Abstract

Despite striking similarities between processes and production methods (PPMs) and genetic engineering, the EC-Biotech panel report is silent on the points of contention raised in the debate on PPMs. The reason is that in EC-Biotech, the panel decided the dispute based on the SPS Agreement, and not based on the GATT or the TBT Agreement. This decision, if not revoked, may well pre-determine the lines of reasoning along which future disputes on national regulations of biotech products will be decided. In this paper, the author critically analyzes the panel's arguments for applying the SPS Agreement. She detects three fundamental concerns: a) the panel interprets the scope of the SPS Agreement in an overly broad manner; b) it fails to address that the contested measures differ considerably from those in previous SPS disputes, and c) it omits exploring the full meaning of environmental protection and biodiversity. Given these doubts about the applicability of the SPS Agreement to regulations of biotech products, the author sets forth the argument that in this particular situation the rule of the minimum of obligations should be applied.

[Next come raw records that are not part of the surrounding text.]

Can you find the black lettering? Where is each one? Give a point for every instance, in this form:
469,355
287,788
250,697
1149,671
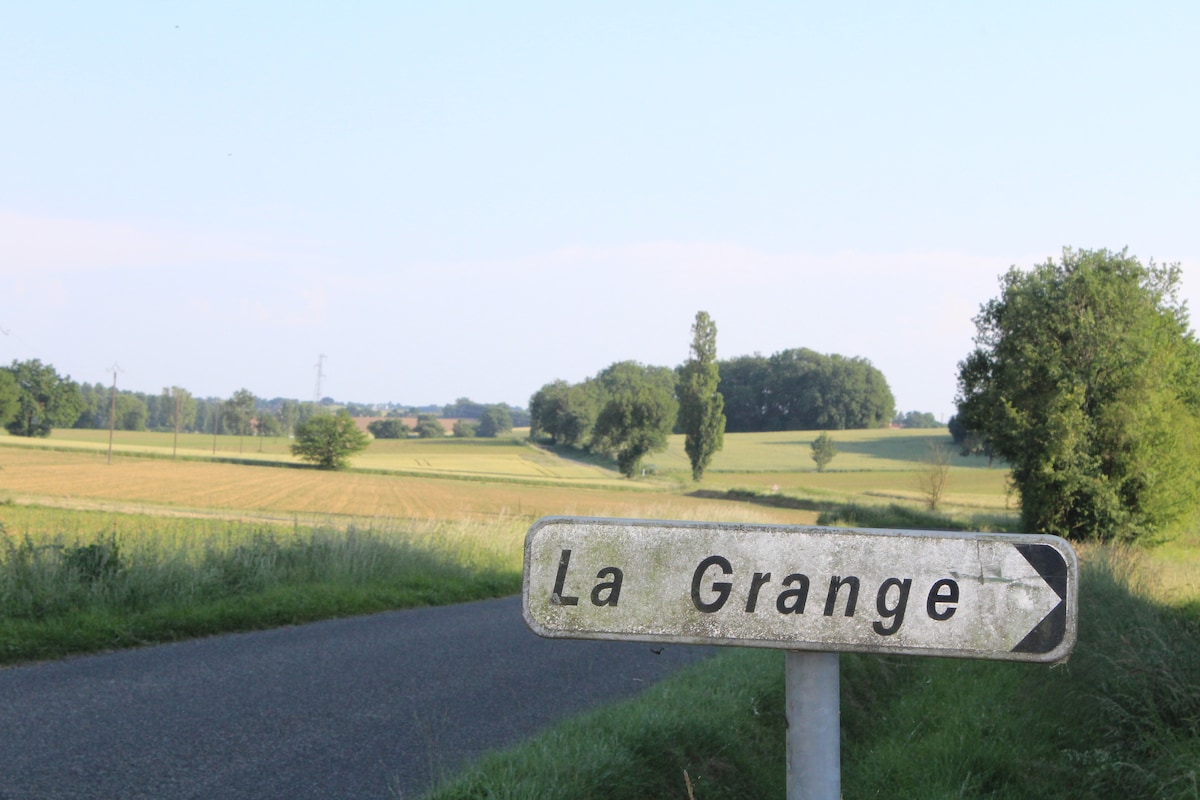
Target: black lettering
755,587
613,587
791,601
556,596
943,593
720,587
835,584
895,612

With this rule, it can be determined whether the definitions of SPS measures, which in turn decide on the scope of the SPS Agreement, should be interpreted in a broad or rather a narrow manner. Methodologically, the rule requires a comparison of the substantive disciplines on regulations of biotech products contained in different WTO agreements. The author concludes that given the ambiguity of the scope of the SPS Agreement with respect to measures on biotech products, the agreement with softer disciplines provides a more solid legal basis for decisions in respective international disputes.